IDS Intrusion Detection System
Published on Feb 21, 2020
A correct firewall policy can minimize the exposure of many networks however they are quite useless against attacks launched from within. Hackers are also evolving their attacks and network subversion methods.
These techniques include email based Trojan, stealth scanning techniques, malicious code and actual attacks, which bypass firewall policies by tunneling access over allowed protocols such as ICMP, HTTP, DNS, etc. Hackers are also very good at creating and releasing malware for the ever-growing list of application vulnerabilities to compromise the few services that are being let through by a firewall.

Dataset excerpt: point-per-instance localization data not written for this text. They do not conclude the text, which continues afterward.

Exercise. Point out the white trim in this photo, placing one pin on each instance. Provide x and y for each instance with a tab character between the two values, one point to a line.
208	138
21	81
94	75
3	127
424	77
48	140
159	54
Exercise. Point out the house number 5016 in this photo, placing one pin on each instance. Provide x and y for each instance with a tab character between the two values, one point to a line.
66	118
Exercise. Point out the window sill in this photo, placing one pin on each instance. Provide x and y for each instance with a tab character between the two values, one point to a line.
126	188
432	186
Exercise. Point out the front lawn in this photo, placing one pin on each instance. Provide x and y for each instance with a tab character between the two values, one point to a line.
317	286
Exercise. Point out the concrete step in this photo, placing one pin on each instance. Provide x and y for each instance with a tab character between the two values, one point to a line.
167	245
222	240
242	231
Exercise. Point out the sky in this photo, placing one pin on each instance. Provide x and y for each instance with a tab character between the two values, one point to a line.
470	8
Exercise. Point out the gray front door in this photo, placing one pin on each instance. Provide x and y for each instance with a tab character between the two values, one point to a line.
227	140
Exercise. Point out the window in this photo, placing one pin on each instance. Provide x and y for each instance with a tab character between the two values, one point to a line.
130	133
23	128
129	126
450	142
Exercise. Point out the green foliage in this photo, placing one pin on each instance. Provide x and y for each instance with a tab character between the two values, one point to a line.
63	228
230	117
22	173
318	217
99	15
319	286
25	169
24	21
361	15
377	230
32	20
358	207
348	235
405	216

IDS arms your business against attacks by continuously monitoring network activity, ensuring all activity is normal. If IDS detects malicious activity it responds immediately by destroying the attacker's access and shutting down the attack. IDS reads network traffic and looks for patterns of attacks or signatures, if a signature is identified, IDS sends an alert to the Management Console and a response is immediately deployed.
What is intrusion?
An intrusion is somebody attempting to break into or misuse your system. The word "misuse" is broad, and can reflect something severe as stealing confidential data to something minor such as misusing your email system for Spam.
What is an IDS?
An IDS is the real-time monitoring of network/system activity and the analysing of data for potential vulnerabilities and attacks in progress.
Need For IDS
Who are attacked?
Internet Information Services (IIS) web servers - which host web pages and serve them to users - are highly popular among business organizations, with over 6 million such servers installed worldwide. Unfortunately, IIS web servers are also popular among hackers and malicious fame-seekers - as a prime target for attacks!

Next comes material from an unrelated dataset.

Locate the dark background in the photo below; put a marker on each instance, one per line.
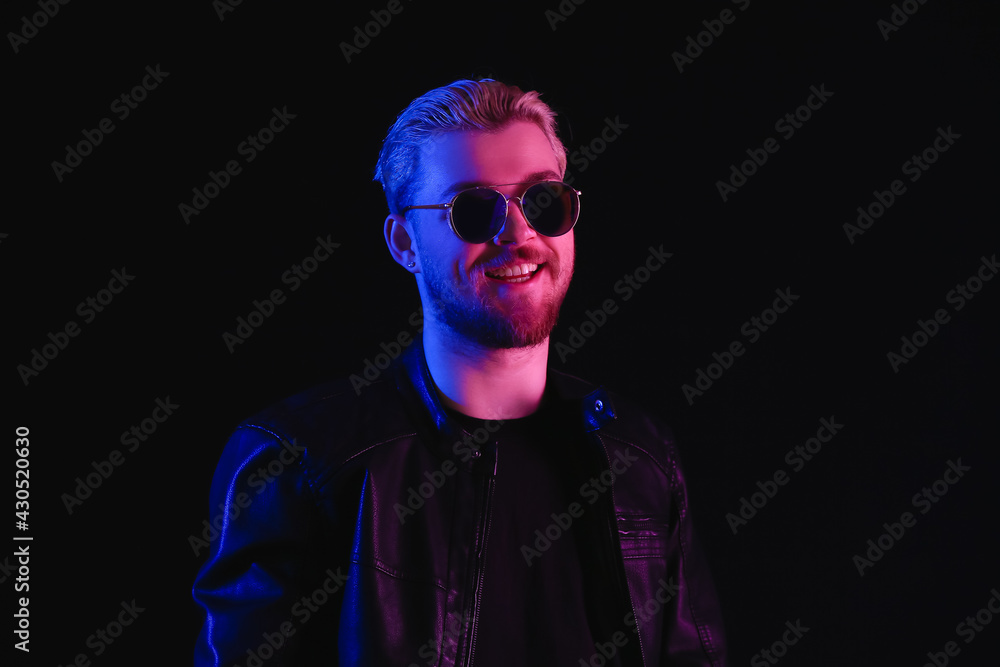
(655, 184)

As a result, every so often, new exploits emerge which endanger your IIS web server's integrity and stability. Many administrators have a hard time keeping up with the various security patches released for IIS to cope with each new exploit, making it easy for malicious users to find a vulnerable web server on the Internet. There are multiple issues which can completely endanger your Web server - and possibly your entire corporate network and reputation.

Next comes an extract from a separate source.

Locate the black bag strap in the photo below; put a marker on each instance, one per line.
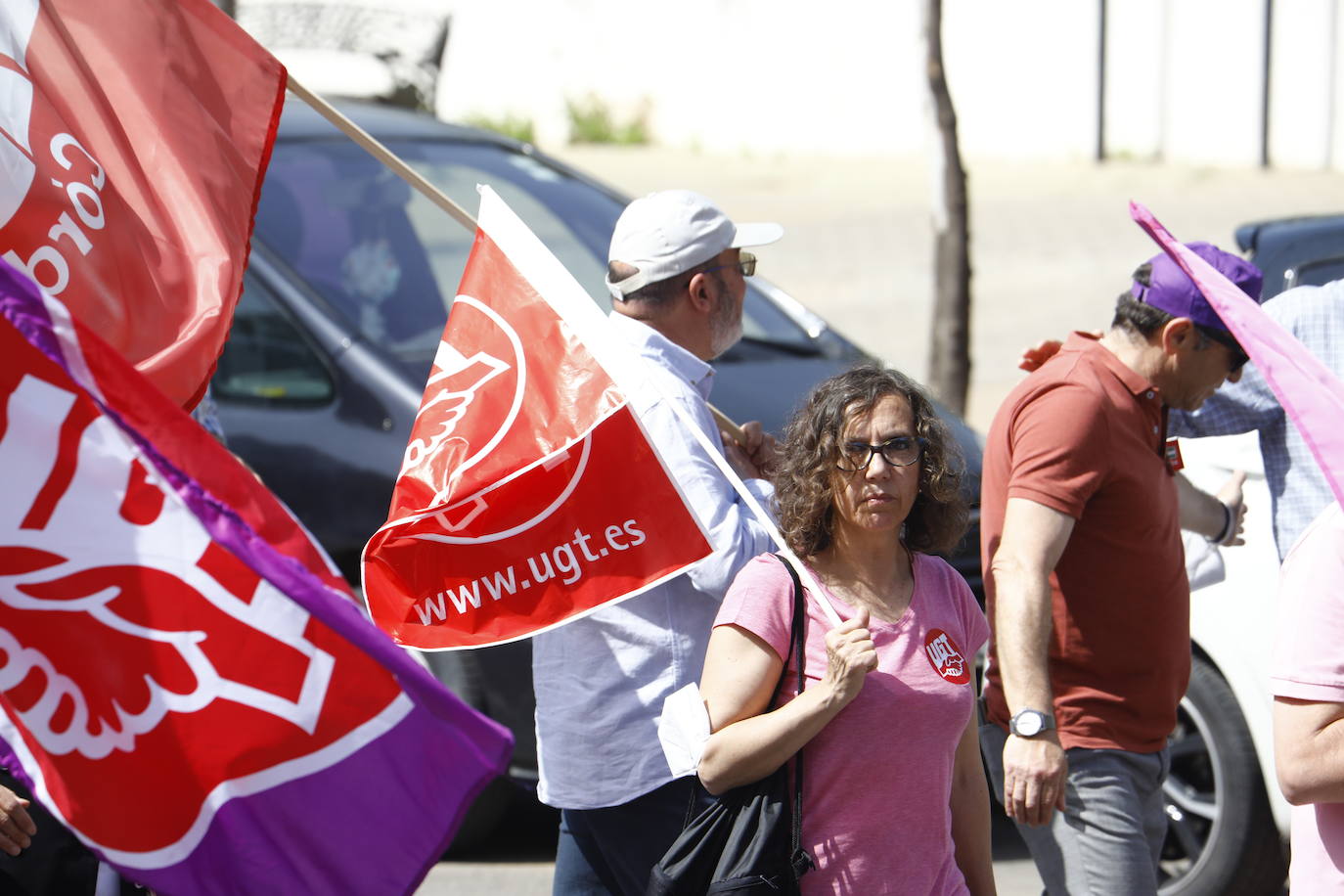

People fell there is nothing on their system that anybody would want. But what they are unaware of is that, there is the issue of legal liability. You are potentially liable for damages caused by a hacker using your machine. You must be able to prove to a court that you took "reasonable" measures to defend yourself from hackers. For example, consider if you put a machine on a fast link (cable modem or DSL) and left administrator/root accounts open with no password. Then if a hacker breaks into that machine, then uses that machine to break into a bank, you may be held liable because you did not take the most obvious measures in securing the machine.